Reasons You Should Avoid Loan Stacking for Your Business

The first few years of a business are crucial. Business owners must maximize the interest that new establishments enjoy when they first open, and then figure out how to maintain that momentum and keep their customers’ attention moving forward. Unfortunately, about 30 percent of startups in Singapore fail within the first three years.

When a new business is on the brink of closing because of a lack of funding and income, the only way to keep it going is to acquire more capital. Its owners will no doubt look for business loans to sustain the business long enough to have another shot at success.

This is where loan stacking comes in.

What Is Loan Stacking?

Loan stacking is the practice of taking out multiple loans from different lenders all at the same time. Some business owners take an even bigger risk and apply for personal loans, then use the money to keep their business afloat.

A feature in The New Paper revealed how startup owners in Singapore accumulated up to $600,000 in personal debts to pay off their business loans and their workers’ wages. In the case of one business owner whose venture failed, his daughter ended up with a $200,000 debt after signing as his guarantor.

According to the feature’s interviews, business owners are aware that loan stacking is risky, but they still consider it as a last-resort solution when they can no longer get extra credit from their banks. Banks are averse to risky borrowers, so they’re unlikely to grant a second loan to a business that’s progressing slower than expected. Business owners feel that they have no other choice but to apply for more loans where they can get them.

The Problems with Loan Stacking

Here’s what’s wrong with startups resorting to loan stacking during their first three years in business: their debt will only keep getting bigger. The terms for business loans issued by banks are commonly three to 10 years. Applying for more loans within this term would mean doubling or tripling what a business owes.

This also explains why, as discussed above, many business owners take out a personal loan: it increases their chance of getting approved. However, owners will still carry the burden of repayment. If their business fails to generate income at a rate that can sustain (1) the business, (2) the old debt and (3) the new debt, this entire endeavor of keeping head over water will also fail.

The financial burden and threat of bankruptcy are not the only problems of loan stacking. Business owners who are struggling to pay all of their debts are often struck with a feeling of embarrassment and isolation. It may shame them to admit their financial troubles to their peers and family, so they struggle to solve the problem on their own. This can cause them immense mental and physical stress.

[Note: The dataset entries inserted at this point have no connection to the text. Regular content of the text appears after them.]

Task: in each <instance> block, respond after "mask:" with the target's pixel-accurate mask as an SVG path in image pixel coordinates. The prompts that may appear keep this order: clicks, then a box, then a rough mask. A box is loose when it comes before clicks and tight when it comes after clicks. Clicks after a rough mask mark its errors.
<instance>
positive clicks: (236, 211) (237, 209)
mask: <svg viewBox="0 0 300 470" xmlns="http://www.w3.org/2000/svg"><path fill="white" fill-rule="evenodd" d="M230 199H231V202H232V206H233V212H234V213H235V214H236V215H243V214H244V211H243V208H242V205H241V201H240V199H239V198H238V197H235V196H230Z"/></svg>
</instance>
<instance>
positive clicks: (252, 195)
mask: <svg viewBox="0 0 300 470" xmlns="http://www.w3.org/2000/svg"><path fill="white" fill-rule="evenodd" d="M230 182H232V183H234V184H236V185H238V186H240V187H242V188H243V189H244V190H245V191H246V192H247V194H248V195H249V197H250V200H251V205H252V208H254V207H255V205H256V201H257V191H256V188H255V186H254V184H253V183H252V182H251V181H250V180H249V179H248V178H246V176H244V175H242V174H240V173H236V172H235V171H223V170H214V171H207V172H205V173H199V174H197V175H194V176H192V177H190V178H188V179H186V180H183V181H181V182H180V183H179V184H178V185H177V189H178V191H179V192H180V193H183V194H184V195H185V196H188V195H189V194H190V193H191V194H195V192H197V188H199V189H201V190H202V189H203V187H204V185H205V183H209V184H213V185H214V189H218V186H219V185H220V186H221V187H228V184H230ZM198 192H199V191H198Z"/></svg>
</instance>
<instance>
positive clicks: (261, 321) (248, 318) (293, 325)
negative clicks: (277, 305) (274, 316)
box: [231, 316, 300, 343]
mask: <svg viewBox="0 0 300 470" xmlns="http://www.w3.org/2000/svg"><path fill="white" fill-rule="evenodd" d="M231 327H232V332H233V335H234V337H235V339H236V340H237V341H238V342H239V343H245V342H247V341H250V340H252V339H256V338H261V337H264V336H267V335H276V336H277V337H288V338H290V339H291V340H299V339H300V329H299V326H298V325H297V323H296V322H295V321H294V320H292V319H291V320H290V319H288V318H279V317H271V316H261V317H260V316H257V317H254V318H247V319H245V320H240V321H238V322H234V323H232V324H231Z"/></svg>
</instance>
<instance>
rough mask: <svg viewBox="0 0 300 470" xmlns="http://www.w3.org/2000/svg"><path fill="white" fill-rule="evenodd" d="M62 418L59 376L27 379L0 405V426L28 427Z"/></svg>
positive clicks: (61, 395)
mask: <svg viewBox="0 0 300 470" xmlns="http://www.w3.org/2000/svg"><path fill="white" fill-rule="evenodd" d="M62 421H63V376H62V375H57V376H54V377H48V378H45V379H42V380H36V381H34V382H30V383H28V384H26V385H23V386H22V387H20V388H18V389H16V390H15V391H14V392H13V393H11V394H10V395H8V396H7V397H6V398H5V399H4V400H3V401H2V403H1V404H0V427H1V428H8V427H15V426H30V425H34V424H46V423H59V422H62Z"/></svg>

Alternative Solutions to Loan Stacking

So how can businesses survive without resorting to loan stacking? Owners can explore other lending methods that will take their existing debts into consideration. It also helps to look beyond the traditional and consider private lenders instead of applying solely at banks (because even though they advertise different loan requirements and minimum credit score, they think alike. So if one bank declines a loan application, there’s a good chance that others will deny it, too).  

Here are some alternative lending options for startups and SMEs:

  • Loan consolidation – This will be helpful to business owners who have already taken out several loans. Consolidating may extend the terms of the loan, but the biggest advantage is that each monthly payout becomes more affordable. Debtors can slowly pay off all their debts without fear that they won’t have enough left to pay the rent or pay their suppliers.
  • Custom loans –Not all banking institutions or indeed private lenders offer custom loans, but those that do usually offer flexible terms. Custom loans address a specific funding need and recognize the current cash flow, budget, and paying capacity of the borrower. It’s possible, therefore, for custom loans to have low interest rates and affordable terms.

Besides finding a loan option with kinder terms, business owners will also want to find lenders that serve startups and small businesses. They are more attuned to the struggles and needs of SMEs and often offer diverse and flexible loan products. Some even provide financial advisors to help clients manage their debts and advise them on how to make the most of their loans.

Borrowing money is inevitable when you are a business owner. What’s important is knowing how to manage (and use money wisely) so that debts don’t take over your business and personal life.